I think that The Troubled Man by Henning Mankell should make the shortlist. It is a deeply absorbing book, and a challenging mystery – though the solution to the “crime” is hastily dealt with. As a portrait of a man’s state of mind as he declines, and of his relationship with his heroic and independent daughter, it is the most human of the eligible books I’ve read.
I would include Frozen Moment by Camilla Cedar on my predicted shortlist. The book is a solid, satisfying mystery, a good police procedural and strong characterisation as well as very atmospheric. Even though it is a debut, it very much holds its own with the other eligible titles on the list.

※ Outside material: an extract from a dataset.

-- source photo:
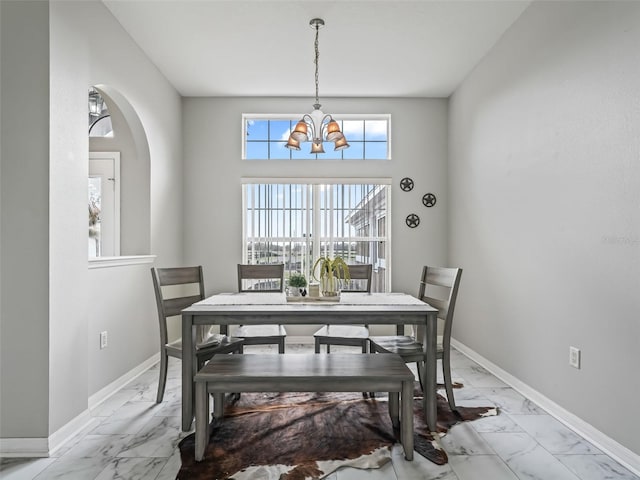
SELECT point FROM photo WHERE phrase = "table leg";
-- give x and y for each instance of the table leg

Many of the other books are good reads, but in my view aren’t really “crime fiction” – for example Rendezvous by Esther Verhoef. Others of the books show their authors writing at less than their best (Anne Holt, Arnaldur Indridason, Jan Costin Wagner, Teresa Solana). Domingo Villar slightly falls into this category for me, as though his second novel is very good, I did not think it had moved on since the first. Similarly Yrsa Sigurdardottir’s Ashes to Dust is a good, solid novel but I found the character of Thora had stalled a bit compared with her very funny first outing. Shadow Sister is a good psychological novel and Blood Sisters is a promising debut. Others on the list are fine books by established authors, but lack that “special” factor (Camilla Lackberg, Hakan Nesser, Karin Fossum, Andrea Camilleri). I enjoyed most of the eligible books I’ve read (some more than others!), but none of them really stands out to me as an excellent crime novel. Red Wolf by Liza Marklund and Needle in a Haystack by Ernesto Mallo are good examples of novels about socio-political issues, and are personal favourites of mine, but objectively, I don’t see them as being on a par with some of the previous winners of a crime-fiction award (eg Johan Theorin or Arnaldur Indridason at their best).
So, here’s my predicted shortlist for this year – not necessarily my personal favourites, but a prediction:
Mercy by Jussi Adler-Olsen (not yet read)
Frozen Moment by Camilla Ceder
The Troubled Man by Henning Mankell
The Leopard by Jo Nesbo
Three Seconds by Roslund-Hellstrom
An Uncertain Place by Fred Vargas (not yet read)
Of these, I’d be happy if any of those that I’ve read wins, though for me Frozen Moment and The Troubled Man are the front-runners on my predicted list.